How can taking a five-minute action help? It creates a tiny bit of positive momentum that helps you get unstuck. You’re probably thinking, “But clutter-busting my house will take weeks, maybe even months.” Or maybe, “That’s ridiculous. I can’t prepare to climb Mt. Rainier in five minutes.” And trust me, I’ve said it myself: “There’s no way I can even think about writing a book in five minutes.”
I hear you.
BUT… what five-minute action COULD you take that will get you one step closer to your goal?
Let’s use this article as an example. It was once on my “shortlist”, but it was not my “one thing.” Until the day it became the ONE THING I had to do. Yet, I still couldn’t get started.
Finally, I reminded myself to pick a five-minute task. It could be anything. I chose to look for some photographs to go with my blog post.
Before I knew it, I had chosen pictures that represented different aspects of taking a five-minute action. Then, I came up with several headings. I wrote my first paragraph. And an ending. Before long, I had written half the blog. All it took was committing to taking one five-minute action.
How Five-Minute Actions Work in Fitness
I have used a variation on this idea with personal training clients, too. If you’re having trouble committing to doing an entire strength workout or going for an hour-long walk, commit to taking one five-minute action.
Set out your workout clothes. Fill your water bottle with ice. Call a friend to meet you at the trailhead. Walk to the mailbox. Show up at the gym and start warming up. By setting your intention and just starting, you overcome inertia and create positive momentum.
You can even promise yourself, “If I’m not feeling it after five minutes, I can stop.” Nine times out of ten, by the end of five minutes, you’ll keep going since you’ve already started.
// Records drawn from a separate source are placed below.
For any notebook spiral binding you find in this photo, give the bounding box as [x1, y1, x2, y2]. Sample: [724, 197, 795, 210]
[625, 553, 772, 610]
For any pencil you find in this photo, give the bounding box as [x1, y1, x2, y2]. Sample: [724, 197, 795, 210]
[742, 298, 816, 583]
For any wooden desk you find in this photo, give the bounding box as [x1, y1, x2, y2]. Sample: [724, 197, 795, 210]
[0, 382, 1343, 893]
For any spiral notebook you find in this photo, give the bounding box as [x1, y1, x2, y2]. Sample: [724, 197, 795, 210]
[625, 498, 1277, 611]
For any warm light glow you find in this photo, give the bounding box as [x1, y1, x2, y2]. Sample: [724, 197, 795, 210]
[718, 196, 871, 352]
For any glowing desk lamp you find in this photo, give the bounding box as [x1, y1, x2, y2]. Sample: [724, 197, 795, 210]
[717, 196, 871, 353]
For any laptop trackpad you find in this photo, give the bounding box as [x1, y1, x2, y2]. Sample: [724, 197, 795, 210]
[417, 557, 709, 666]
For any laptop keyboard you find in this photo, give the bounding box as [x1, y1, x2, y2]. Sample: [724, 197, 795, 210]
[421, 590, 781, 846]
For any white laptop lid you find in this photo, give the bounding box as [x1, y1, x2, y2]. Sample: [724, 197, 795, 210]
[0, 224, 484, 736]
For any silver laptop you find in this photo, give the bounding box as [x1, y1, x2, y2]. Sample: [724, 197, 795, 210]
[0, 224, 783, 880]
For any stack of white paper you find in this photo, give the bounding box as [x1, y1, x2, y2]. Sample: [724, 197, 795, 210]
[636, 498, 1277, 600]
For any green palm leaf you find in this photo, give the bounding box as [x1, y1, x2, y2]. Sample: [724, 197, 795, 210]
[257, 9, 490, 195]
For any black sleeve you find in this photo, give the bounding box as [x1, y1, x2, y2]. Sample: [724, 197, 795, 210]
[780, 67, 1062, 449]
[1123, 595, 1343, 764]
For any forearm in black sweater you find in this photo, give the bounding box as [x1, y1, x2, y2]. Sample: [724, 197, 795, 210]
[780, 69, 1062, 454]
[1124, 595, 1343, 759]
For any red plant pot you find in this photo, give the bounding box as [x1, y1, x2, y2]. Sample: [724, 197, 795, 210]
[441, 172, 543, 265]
Similarly, with the example of working on my blog post, after five minutes I didn’t want to stop.
Try it, it really works.
Will Five-Minute Actions Work with Anything?
I challenge you to find something that does NOT have any five-minute actions associated with it.
Can you take five minutes to schedule an hour of quality time with your spouse or child? What about emailing a workout buddy who will help you stick to your goals? Could you commit one five-minute block of time, every single day, to work on your manuscript? Would it help to have a guide service send you information about a climb that you could post on your fridge or at your desk for motivation?
Anyone can find five minutes. The key is to do so consistently. Move forward, even if it’s just a small five-minute action every day. They accumulate, and sometimes they grow into larger blocks of time. Before you know it, you’ll have made a sizable dent. Remember, you’re not looking for perfect, you’re simply trying to move forward.